Re-establishing Voting Rights

Nothing is more precious than the right to vote, unless it’s the ability to exercise that right.

Some of my earliest, and fondest, memories are of my two bubbas discussing the politics of the 1950s in exceedingly heavily accented English.  One can only imagine what they would have thought of the gutting by our Supreme Court of the Voting Rights Act of 1965.

While they didn’t live to see that legislation, my bubs cherished, and religiously applied, what it upheld – the right of every adult American citizen to vote.  Both Grandma Boytim and Grandma Petrovsky voted in every Presidential election from the time they became naturalized citizens in the 1930s, until they passed away.  The only other folks I’ve known who voted as faithfully were former students, one originally from Bangladesh and the other from Turkey - naturalized citizens both.  Syeda, my Bangladeshi, told me she cried when she voted for the first time.
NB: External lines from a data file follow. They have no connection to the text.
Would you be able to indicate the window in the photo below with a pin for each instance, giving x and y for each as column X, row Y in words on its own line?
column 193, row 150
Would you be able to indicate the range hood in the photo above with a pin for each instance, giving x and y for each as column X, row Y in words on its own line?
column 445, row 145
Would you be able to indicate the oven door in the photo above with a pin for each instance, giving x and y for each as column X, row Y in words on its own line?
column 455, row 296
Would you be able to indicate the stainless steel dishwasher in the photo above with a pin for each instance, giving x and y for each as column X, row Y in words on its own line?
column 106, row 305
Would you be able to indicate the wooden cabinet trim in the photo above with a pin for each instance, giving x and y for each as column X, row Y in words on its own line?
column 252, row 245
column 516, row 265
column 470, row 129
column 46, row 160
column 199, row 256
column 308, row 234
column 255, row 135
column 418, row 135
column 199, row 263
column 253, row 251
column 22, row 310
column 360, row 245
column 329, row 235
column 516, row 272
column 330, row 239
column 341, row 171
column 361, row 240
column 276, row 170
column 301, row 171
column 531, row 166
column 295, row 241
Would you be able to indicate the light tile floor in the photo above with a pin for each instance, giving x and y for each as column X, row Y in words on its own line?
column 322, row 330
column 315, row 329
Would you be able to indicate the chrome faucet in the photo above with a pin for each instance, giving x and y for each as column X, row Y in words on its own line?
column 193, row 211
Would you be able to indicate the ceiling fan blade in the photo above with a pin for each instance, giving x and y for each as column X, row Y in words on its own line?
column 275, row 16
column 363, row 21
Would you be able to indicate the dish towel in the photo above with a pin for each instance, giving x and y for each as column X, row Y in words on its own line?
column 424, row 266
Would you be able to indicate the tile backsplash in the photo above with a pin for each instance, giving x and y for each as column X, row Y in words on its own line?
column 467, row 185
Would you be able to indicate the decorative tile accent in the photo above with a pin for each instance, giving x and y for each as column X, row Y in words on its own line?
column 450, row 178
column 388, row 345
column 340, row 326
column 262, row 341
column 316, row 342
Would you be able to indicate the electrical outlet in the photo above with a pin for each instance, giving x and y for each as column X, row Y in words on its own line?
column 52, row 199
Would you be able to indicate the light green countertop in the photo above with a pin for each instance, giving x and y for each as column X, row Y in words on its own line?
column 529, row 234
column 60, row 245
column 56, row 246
Fast-forward to today, or more precisely, to June 24th, 2015.  That’s the second anniversary of the Shelby County v. Holder U.S. Supreme Court decision that, as mentioned, did away with important sections of the Voting Rights Act.  Specifically, that decision said that Section 4 of the VRA is unconstitutional.  Trouble is, Section 4 set up a formula to identify those areas of the United States where racial discrimination in voting had been unusually prevalent, and provided for remedies where appropriate.
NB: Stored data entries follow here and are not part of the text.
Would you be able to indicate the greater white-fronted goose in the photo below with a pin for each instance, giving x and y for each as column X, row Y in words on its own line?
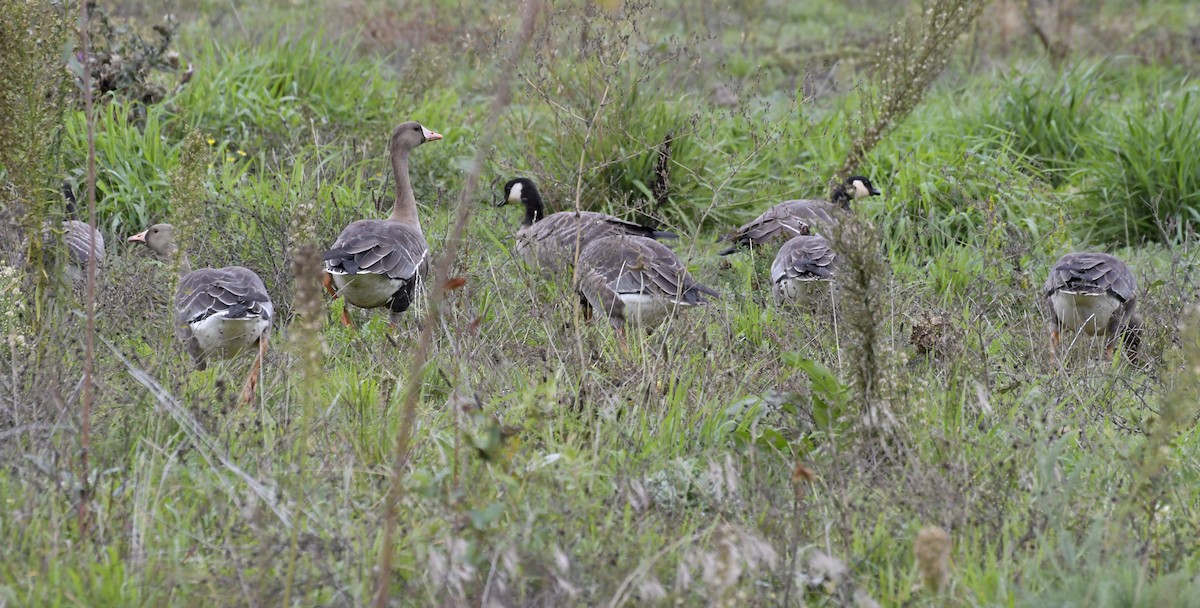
column 1093, row 294
column 550, row 240
column 804, row 271
column 636, row 280
column 377, row 263
column 783, row 221
column 81, row 241
column 219, row 312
But now, members of both the U.S. House and Senate have gotten together to sponsor a new bill that seeks to restore the voter protections intrinsic to the Voting Rights Act.  This new bill, the Voting Rights Advancement Act of 2015, was introduced on June 24th just past by Senators Leahy, Durbin and Coons and Representatives Lewis, Sewell, Sanchez, and Chu.

The League of Women Voters, historically staunch advocates of voting rights, backs this new legislation wholeheartedly.  So should we all.  Contact your Members of Congress.